El desafío del sánscrito
El sánscrito es una lengua antigua que se utiliza en muchos textos de yoga. Aprender sánscrito puede ser un reto formidable para muchos aspirantes a instructores. No solo implica aprender un nuevo alfabeto, sino también comprender conceptos filosóficos profundos que a menudo son difíciles de traducir.
Para aquellos que consideran enseñar, aquí hay algunas razones para no subestimar la importancia de este idioma:
- El sánscrito contiene sutras que son fundamentales para la práctica.
- La correcta pronunciación de los términos puede afectar la enseñanza.
- Un conocimiento básico puede enriquecer tu práctica y enseñanza.
La identificación excesiva con el yoga
Una trampa común para los instructores novatos es etiquetar a las personas según su «dosha», «chakra» o el maestro que siguen. Esta identificación puede limitar la comprensión y la conexión auténtica entre el instructor y sus alumnos.
Es vital recordar que cada persona es única y que encasillarlos en categorías puede ser perjudicial. Aquí hay algunas recomendaciones para evitar esta práctica:
- Fomenta la individualidad en cada alumno.
- Enfócate en el crecimiento personal, no en etiquetas.
- Promueve la diversidad y la inclusión en la práctica.
La importancia de seguir siendo estudiante
El más grande de los maestros es, en esencia, un eterno estudiante. Cuando te conviertes en instructor, es fácil perder de vista esta verdad. La educación continua es clave para un buen instructor de yoga, y el aprendizaje no debe detenerse después de obtener la certificación.
Considera estas prácticas para mantenerte en el camino del aprendizaje:
- Asistir a talleres y retiros.
- Estudiar diferentes estilos de yoga.
- Practicar con otros maestros para ampliar tu perspectiva.

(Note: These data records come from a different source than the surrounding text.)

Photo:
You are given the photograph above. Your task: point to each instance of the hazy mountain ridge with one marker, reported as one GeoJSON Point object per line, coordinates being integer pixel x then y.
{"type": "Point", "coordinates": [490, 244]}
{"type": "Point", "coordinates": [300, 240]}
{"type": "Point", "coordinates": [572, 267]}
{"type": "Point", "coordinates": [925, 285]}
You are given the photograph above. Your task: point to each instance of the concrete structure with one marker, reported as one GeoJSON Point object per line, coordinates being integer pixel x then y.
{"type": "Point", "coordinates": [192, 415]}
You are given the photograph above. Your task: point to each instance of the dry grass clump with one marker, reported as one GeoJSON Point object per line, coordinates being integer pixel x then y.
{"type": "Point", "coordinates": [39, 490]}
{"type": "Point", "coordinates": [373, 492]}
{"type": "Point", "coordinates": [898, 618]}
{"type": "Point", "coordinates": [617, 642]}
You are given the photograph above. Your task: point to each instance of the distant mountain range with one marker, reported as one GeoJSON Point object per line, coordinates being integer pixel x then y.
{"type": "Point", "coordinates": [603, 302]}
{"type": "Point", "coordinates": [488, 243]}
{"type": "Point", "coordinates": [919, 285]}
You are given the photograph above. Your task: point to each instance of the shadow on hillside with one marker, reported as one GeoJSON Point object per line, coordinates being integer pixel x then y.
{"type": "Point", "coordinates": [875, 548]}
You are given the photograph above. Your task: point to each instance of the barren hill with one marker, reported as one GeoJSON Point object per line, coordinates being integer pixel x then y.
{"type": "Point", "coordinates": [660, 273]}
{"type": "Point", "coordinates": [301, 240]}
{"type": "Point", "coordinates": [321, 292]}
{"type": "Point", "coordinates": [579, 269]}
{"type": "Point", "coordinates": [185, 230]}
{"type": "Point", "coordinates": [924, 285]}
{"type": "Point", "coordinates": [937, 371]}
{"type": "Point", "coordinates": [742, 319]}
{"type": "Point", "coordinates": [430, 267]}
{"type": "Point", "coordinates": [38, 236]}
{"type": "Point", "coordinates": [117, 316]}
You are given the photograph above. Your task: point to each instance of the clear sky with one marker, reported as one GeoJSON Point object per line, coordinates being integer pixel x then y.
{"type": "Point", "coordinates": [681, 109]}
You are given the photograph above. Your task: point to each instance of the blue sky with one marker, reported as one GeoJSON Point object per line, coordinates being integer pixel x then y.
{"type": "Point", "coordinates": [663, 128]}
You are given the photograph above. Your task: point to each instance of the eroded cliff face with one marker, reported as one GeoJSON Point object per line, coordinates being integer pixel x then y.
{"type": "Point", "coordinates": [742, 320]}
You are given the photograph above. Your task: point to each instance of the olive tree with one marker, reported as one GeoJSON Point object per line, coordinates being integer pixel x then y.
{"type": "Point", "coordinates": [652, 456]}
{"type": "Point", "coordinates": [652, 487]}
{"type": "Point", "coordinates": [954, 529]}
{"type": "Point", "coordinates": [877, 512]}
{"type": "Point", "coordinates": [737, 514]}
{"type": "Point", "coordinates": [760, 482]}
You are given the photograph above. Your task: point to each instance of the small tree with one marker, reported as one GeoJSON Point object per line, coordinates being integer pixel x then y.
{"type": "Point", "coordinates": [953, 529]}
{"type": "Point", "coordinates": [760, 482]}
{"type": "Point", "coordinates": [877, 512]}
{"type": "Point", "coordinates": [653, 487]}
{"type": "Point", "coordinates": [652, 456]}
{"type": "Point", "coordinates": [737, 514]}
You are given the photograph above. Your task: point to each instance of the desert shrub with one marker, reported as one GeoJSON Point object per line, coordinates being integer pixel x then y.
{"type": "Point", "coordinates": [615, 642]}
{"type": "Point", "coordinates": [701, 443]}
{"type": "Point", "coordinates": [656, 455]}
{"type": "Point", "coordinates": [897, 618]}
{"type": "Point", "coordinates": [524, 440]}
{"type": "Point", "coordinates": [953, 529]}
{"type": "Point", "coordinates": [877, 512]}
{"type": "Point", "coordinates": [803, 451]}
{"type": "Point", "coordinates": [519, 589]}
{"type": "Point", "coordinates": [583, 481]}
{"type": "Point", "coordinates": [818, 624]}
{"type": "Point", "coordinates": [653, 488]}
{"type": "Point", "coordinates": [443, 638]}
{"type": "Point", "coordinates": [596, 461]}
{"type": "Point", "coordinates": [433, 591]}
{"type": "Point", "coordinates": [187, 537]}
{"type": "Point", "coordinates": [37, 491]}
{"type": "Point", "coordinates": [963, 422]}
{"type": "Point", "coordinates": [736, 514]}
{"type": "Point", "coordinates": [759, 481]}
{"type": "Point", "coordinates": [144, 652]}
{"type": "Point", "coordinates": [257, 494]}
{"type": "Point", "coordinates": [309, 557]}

El fenómeno del «yoga porn»
El término «yoga porn» se refiere a la obsesión por las imágenes de posturas de yoga que se comparten en las redes sociales. Este fenómeno puede llevar a una superficialización de la práctica, donde la estética se vuelve más importante que la esencia del yoga.
Es crucial recordar que, aunque la belleza en la práctica es inspiradora, el verdadero yoga se enfoca en el bienestar mental y espiritual. Aquí hay algunas reflexiones para mantener la práctica genuina:
- Valora la conexión emocional en lugar de la apariencia física.
- Inspírate en las historias detrás de las posturas, no solo en la imagen.
- Promueve una cultura de aceptación y autenticidad.
La sabiduría de conocer mejor
Finalmente, un aspecto a considerar es que, a medida que avanzas en tu viaje de enseñanza, adquirirás un conocimiento más profundo sobre ti mismo y sobre los demás. Esto no solo enriquecerá tu vida, sino también la de tus alumnos.
Pregúntate: ¿estás listo para manejar el conocimiento que conlleva ser un instructor de yoga? Comprender es una gran responsabilidad, y vivir de acuerdo con esa comprensión es un desafío constante.
Para aquellos que se sienten llamados a este camino, el compromiso con el aprendizaje y la práctica continua es esencial. ¿Estás preparado para afrontar esta responsabilidad y crecer con ella?